With the development of the ability to take initiative, children become more pre-operational, wherein they prefer to have the space to make their own choices. This is the phase where, when encouraged to be independent, the child feels purposeful and valued. This skill, when developed at a young age, allows children to find solutions to conflicts, thereby illustrating valuable life lessons. The skills of judgement and decision-making aid in the self-regulation of behaviour and emotions, which makes the child’s future easier. Allowing the child to take decisions on their own makes them feel self-confident and increases intrinsic motivation.
Decision-making is the action or process of arriving at a conclusion by accepting an important option by weighing the other alternative possibilities. This process of weighing options is the key aspect of judgement, which allows the child to classify appropriate and inappropriate choices. Children learn decision-making through judgement making. They begin by observing the discussions and behaviours of the adults in their life, from which they learn values. Then when given an opportunity to take a decision, they follow through with an appropriate judgement-based choice while preparing to experience the consequences. The child learns from this experience and makes better judgements and decisions with maturity.
However, the whole of this developmental process can begin only if the adults in their environment identify the child’s ability to make the decision. This is where the preschool and the playgroups play the most important role, by bringing children into a safe space for trial and error-based learning. Preschool is where the child learns to distinguish the good from the bad and form emotional as well as behavioural judgements.
Preschool offers a safe yet non-protective environment where children are allowed to make judgements, attributions and decisions irrespective of whether they are right or wrong.
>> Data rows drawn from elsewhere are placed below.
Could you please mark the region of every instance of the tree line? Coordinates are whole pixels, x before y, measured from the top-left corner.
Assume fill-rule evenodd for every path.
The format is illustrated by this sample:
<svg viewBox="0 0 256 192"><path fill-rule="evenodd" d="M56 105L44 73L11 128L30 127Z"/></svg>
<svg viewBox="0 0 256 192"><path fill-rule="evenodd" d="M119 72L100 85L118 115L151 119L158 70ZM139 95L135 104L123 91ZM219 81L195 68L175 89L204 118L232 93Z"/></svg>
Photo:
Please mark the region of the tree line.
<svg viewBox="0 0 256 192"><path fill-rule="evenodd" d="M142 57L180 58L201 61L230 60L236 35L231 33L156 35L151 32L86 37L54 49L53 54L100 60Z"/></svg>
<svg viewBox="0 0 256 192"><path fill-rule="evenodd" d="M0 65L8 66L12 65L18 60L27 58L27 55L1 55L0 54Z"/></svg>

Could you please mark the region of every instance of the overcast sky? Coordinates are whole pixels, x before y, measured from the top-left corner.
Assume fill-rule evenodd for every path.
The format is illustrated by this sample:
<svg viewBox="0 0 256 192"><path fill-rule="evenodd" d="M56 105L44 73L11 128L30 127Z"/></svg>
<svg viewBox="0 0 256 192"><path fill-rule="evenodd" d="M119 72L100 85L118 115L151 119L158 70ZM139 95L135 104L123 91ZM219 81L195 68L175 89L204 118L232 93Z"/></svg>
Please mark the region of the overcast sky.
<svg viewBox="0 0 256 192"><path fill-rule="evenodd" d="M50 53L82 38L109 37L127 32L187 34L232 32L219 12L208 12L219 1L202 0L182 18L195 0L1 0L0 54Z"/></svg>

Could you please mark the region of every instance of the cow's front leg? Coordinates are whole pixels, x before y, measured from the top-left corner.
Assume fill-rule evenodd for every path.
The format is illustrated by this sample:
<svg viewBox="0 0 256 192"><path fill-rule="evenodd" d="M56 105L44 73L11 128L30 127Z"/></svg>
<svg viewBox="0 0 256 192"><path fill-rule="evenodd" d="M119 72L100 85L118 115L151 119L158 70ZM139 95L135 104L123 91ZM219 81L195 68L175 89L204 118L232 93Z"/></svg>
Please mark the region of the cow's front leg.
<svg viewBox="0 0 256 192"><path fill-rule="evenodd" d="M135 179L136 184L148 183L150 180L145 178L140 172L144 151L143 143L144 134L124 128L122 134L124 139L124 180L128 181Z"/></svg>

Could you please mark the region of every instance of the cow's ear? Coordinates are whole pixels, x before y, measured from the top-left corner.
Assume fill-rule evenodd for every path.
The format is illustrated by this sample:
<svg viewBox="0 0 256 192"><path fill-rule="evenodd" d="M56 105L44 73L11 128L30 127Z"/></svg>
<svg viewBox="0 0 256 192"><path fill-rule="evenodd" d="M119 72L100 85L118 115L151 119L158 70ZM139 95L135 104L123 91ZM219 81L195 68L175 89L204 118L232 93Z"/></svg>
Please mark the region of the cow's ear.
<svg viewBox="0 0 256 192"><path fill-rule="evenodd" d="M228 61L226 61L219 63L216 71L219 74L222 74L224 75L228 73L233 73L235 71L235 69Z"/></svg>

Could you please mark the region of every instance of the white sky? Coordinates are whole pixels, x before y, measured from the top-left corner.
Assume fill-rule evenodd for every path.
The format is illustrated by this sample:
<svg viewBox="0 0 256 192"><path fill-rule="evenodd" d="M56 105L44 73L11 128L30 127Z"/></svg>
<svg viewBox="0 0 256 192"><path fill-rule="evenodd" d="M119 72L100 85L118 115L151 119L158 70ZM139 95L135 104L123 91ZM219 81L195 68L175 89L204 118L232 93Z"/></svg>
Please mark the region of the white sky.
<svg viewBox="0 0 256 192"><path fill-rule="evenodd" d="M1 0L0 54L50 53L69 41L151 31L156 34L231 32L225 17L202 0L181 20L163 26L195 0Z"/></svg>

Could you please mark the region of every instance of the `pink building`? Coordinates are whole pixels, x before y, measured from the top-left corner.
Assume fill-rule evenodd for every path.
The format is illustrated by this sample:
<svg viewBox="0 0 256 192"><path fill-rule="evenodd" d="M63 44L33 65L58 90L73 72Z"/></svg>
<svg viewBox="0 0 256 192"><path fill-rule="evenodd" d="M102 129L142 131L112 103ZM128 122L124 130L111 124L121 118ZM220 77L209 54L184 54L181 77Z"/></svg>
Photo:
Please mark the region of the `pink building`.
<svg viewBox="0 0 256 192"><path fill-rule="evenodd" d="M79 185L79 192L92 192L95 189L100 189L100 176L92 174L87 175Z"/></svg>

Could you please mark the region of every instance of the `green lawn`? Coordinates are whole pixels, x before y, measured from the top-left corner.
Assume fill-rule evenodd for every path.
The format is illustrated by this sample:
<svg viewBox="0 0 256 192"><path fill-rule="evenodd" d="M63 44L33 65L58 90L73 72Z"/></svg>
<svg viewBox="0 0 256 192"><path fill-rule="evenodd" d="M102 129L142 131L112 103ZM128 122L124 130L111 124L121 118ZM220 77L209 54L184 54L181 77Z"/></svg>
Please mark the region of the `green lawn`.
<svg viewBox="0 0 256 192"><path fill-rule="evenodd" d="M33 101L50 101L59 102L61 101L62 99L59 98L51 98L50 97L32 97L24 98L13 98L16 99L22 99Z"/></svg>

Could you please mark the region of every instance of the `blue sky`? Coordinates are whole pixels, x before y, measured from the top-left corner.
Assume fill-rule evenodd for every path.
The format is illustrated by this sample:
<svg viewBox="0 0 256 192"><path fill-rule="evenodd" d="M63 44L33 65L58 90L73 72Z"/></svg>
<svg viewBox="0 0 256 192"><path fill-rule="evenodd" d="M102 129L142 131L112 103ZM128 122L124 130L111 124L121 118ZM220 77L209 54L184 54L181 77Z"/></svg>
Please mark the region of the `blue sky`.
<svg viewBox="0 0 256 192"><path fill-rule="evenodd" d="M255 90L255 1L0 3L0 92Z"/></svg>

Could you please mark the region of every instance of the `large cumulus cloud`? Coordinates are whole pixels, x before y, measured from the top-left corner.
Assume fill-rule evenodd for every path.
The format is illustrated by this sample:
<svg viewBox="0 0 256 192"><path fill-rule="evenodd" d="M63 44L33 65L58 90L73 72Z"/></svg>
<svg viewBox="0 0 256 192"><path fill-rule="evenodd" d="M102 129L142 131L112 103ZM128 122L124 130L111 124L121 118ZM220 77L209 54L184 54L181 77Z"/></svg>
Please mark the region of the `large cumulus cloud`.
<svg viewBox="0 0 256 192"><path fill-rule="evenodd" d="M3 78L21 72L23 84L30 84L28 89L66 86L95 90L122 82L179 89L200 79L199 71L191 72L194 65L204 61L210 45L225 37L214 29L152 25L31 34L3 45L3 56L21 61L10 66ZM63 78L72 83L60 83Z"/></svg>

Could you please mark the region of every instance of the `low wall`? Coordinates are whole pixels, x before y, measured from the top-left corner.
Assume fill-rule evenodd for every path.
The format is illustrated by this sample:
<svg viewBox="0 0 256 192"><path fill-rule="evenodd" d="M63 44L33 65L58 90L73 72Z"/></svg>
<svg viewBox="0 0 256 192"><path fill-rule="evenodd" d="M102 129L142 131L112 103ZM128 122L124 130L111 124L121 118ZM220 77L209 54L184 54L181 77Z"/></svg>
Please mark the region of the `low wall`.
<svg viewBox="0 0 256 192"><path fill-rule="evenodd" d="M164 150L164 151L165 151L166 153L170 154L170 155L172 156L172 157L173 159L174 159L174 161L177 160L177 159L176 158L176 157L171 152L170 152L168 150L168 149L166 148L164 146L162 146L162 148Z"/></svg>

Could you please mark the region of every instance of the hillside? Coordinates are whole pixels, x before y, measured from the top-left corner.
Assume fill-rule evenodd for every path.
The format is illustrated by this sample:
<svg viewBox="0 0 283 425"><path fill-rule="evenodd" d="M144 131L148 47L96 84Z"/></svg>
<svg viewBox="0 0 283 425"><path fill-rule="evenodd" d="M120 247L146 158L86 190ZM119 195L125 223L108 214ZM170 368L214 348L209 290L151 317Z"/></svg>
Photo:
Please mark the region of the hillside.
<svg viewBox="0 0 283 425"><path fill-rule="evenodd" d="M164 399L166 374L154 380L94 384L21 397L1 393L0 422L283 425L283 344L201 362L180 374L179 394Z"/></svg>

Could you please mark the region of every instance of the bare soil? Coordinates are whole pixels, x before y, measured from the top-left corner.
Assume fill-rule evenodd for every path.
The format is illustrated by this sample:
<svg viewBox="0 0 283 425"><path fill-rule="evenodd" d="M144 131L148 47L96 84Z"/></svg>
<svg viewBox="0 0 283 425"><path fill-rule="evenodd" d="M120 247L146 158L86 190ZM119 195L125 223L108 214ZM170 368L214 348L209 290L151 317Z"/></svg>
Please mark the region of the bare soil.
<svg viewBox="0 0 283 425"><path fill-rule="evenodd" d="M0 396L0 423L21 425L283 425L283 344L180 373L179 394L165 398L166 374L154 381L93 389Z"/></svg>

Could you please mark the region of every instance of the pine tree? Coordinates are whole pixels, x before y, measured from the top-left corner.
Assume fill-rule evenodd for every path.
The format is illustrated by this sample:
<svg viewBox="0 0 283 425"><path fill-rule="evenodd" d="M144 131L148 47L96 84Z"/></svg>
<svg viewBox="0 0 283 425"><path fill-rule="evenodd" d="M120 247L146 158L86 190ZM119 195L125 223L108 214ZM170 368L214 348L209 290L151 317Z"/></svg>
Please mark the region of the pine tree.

Through these choices, the child learns the two sides of decision-making – the pre-decisive judgement and the post-decisive consequences. In both these aspects, the child uses reinforcement learning to distinguish appropriate choices from inappropriate choices through the analysis of these two sides of decision-making. The school playgroup is the place where the child learns to explore their choices, and integrate normative principles, personal opinions, societal values, gender differences, social-observational learning and environmental or situational influences into their decision-making process. Thus, the child moves towards becoming self-reliant, introspective and independent as they mature.